First Circuit holds that the district court did not err in declining to instruct jurors that a termination of a copyright transfer must be in writing to be valid
In September 1981, composer Simón Díaz granted the copyright in his song “Caballo Viejo” to a predecessor of West Side Music Publishing, Inc. (West Side). West Side is a predecessor of defendant American Society of Composers Authors and Publishers (ASCAP).
In 1982, West Side transferred its “Caballo Viejo” grant to the Asociación de Compositores y Editores de Música Latino Americana (ACEMLA), a predecessor of plaintiff Latin American Music Company (LAMCO). The 1982 contract between West Side and ACEMLA was silent with respect to the date, conditions and manner of termination.

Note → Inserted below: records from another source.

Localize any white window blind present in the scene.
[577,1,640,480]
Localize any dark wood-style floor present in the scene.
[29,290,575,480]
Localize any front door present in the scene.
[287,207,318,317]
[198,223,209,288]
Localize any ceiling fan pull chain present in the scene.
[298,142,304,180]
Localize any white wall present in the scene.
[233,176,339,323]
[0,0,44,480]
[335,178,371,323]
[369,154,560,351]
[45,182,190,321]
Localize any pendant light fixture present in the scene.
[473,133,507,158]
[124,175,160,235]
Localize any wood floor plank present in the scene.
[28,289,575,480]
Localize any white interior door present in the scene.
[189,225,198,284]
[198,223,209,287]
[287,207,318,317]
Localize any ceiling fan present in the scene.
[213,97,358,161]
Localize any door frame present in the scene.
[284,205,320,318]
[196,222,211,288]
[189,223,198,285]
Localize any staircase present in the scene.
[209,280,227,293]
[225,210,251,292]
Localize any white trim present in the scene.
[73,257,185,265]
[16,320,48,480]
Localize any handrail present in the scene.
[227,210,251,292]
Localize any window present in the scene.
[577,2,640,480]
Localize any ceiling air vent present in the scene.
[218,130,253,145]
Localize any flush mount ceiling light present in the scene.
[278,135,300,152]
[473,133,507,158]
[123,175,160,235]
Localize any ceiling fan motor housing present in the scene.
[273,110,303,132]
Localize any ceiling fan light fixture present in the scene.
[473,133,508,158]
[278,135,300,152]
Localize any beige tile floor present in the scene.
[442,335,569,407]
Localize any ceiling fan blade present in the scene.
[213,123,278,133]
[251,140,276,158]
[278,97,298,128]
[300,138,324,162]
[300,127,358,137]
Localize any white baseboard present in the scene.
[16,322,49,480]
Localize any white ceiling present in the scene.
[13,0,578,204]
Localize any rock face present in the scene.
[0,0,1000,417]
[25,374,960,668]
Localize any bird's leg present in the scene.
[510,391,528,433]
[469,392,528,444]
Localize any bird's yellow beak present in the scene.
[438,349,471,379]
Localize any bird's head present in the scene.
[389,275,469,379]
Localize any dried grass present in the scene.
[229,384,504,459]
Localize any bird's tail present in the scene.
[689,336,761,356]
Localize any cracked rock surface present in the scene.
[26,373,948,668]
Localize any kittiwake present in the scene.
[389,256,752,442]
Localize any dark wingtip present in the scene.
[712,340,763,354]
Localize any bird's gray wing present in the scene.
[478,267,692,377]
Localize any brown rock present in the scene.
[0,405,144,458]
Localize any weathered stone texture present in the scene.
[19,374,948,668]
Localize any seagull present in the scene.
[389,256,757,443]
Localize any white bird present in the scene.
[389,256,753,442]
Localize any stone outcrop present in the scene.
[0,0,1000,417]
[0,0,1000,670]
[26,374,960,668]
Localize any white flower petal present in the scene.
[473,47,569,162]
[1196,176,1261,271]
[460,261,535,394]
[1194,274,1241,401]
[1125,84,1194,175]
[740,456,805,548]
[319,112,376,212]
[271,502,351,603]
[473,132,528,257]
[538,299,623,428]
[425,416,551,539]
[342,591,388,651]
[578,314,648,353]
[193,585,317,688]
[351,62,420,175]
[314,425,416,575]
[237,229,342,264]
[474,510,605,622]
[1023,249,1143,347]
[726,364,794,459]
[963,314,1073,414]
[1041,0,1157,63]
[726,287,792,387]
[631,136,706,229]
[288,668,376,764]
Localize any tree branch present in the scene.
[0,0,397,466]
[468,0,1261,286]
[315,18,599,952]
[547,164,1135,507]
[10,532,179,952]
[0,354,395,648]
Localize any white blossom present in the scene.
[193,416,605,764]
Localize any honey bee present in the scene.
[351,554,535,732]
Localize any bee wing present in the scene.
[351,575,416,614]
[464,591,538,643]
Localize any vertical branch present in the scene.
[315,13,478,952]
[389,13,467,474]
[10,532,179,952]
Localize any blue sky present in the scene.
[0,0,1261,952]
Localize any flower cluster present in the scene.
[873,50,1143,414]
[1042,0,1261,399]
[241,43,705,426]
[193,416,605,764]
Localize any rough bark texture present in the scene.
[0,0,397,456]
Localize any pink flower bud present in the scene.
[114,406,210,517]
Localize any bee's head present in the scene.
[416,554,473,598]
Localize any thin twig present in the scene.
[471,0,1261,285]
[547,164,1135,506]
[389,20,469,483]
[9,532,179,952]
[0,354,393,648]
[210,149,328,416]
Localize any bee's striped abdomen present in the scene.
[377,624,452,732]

Due to the lack of clarity over termination, in 1996, LAMCO filed a federal action in which it claimed to own the copyright. ASCAP responded that its predecessor, West Side, had terminated the contract. The case proceeded to trial where jurors heard videotaped deposition testimony from West Side’s president, Hector Varona, who testified that he had verbally terminated the 1982 agreement during a conversation with ACEMLA president Raul Bernard.
At the close of evidence, LAMCO argued that the court should instruct the jurors that West Side’s termination was governed by the federal Copyright Act and, thus, had to be in writing. ASCAP took the position that New York law governed termination and that New York’s “reasonable notice of termination” rule governing contracts of unspecified duration applied. The court ultimately adopted ASCAP’s position that New York law, not the Copyright Act, governed and that West Side only needed to provide reasonable notice. The jury found in favor of ASCAP.
The First Circuit, in reviewing the instructional error de novo, affirmed the trial court’s finding that the appropriate law was New York, where the agreement was formed. It further found that the federal Copyright Act sections proffered by plaintiff in support of its claim were irrelevant to the termination at issue.
First, the court considered whether § 204 of the Copyright Act – which requires transfers of copyright ownership to be in writing – applied to the present case. It concluded that while § 204 did require a writing to transfer the ownership of a copyright, there was no concomitant writing requirement for termination of transfers. It noted that such a reading of § 204 would allow a transferee of a copyright to effectively veto any request to re-convey the interest back to the terminating party.
Second, the court considered the applicability of § 203 – which requires authors or heirs of authors wishing to terminate a copyright transfer to give notice in writing. The court found that § 203 did not apply as West Side was neither the author nor a statutory heir of the author.
Finally, the court concluded that plaintiff’s argument that, even if New York law applied, the only “reasonable” notice would be written notice was waived as plaintiff failed to cite any authority and did not develop the argument beyond a mere passing mention.Having concluded that the instruction regarding lawful termination was valid, the court also ruled that the district court did not err when it refused to issue a “missing witness” instruction for West Side’s president. The court found that because the defendant used videotaped deposition of the president, he was not considered a classic missing witness and the judge acted within its discretion in denying the request. The court further rejected the plaintiff’s arguments that the verdict form and defendant’s closing arguments were improper.